Je me dénonce moi-même, et je vais dire dans quelle circonstance je commis ce faux, comment je fus amené à cette honte, et avec quel cynisme j’entrai dans la voie du déshonneur.


Des gravures ! la Vie de Cartouche, les Contes du Chanoine Schmidt, les Aventures de Robinson suisse !… un de mes camarades, — treize ans et les cheveux rouges, — était là qui les possédait…

Il mit à s’en dessaisir des conditions infâmes ; je les acceptai… Je me rappelle même que je n’hésitai pas.

Voici quelles furent les bases de cet odieux marché :

On donnait au collège de Saint-Étienne, comme partout, des exemptions.
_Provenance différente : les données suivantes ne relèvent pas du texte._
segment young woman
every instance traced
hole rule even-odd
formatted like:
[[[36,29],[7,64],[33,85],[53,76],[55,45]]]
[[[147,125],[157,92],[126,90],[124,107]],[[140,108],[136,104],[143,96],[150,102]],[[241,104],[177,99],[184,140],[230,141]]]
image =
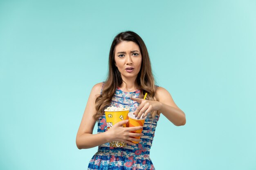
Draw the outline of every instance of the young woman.
[[[95,84],[91,91],[77,132],[77,148],[98,146],[88,170],[154,170],[149,153],[160,113],[177,126],[186,124],[185,114],[167,91],[155,85],[146,47],[136,33],[128,31],[115,37],[108,64],[106,81]],[[147,117],[144,126],[122,127],[128,122],[124,120],[107,130],[104,110],[111,106],[128,107],[137,117],[144,113],[143,117]],[[92,134],[96,121],[98,133]],[[142,133],[130,132],[141,128]],[[140,139],[132,138],[138,136]],[[139,142],[135,144],[131,141]],[[111,147],[111,141],[128,144]]]

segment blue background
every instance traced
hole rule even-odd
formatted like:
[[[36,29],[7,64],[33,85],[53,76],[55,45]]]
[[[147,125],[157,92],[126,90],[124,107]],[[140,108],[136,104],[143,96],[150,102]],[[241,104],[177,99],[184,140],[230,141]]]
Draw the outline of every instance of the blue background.
[[[127,30],[186,115],[160,117],[156,169],[256,169],[256,1],[0,1],[1,170],[87,169],[97,148],[77,149],[76,132]]]

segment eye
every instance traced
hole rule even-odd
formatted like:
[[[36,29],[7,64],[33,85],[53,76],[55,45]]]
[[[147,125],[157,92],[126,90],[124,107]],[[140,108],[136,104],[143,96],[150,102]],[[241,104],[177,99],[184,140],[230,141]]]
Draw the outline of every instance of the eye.
[[[123,56],[121,56],[121,55],[124,55],[124,54],[120,54],[120,55],[117,55],[117,56],[118,56],[118,57],[123,57]]]

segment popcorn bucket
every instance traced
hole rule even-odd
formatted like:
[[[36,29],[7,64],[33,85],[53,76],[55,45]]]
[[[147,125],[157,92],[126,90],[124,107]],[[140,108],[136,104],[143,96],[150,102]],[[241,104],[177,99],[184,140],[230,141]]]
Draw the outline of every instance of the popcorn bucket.
[[[110,109],[105,109],[105,113],[108,130],[115,124],[123,120],[128,119],[129,110],[110,110]],[[121,125],[122,127],[127,127],[126,124]],[[127,146],[127,144],[118,141],[112,141],[109,143],[110,146],[113,147],[123,147]]]

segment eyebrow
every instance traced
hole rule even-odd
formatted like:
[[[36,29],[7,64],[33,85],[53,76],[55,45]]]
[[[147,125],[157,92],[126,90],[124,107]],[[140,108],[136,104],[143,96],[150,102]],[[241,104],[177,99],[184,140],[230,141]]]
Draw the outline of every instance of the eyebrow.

Mon père avait le droit d’en distribuer ailleurs que dans sa classe, parce qu’il faisait tous les quinze jours une surveillance dans quelque étude ; il allait dans chacune à tour de rôle, et il pouvait infliger des punitions ou délivrer des récompenses. Le garçon qui avait les livres à gravures consentit à me les prêter, si je voulais lui procurer des exemptions.

Mes cheveux ne se dressèrent pas sur ma tête.


« Tu sais faire le paraphe de ton père ? »


Mes mains ne me tombèrent pas des bras, ma langue ne se sécha pas dans ma bouche.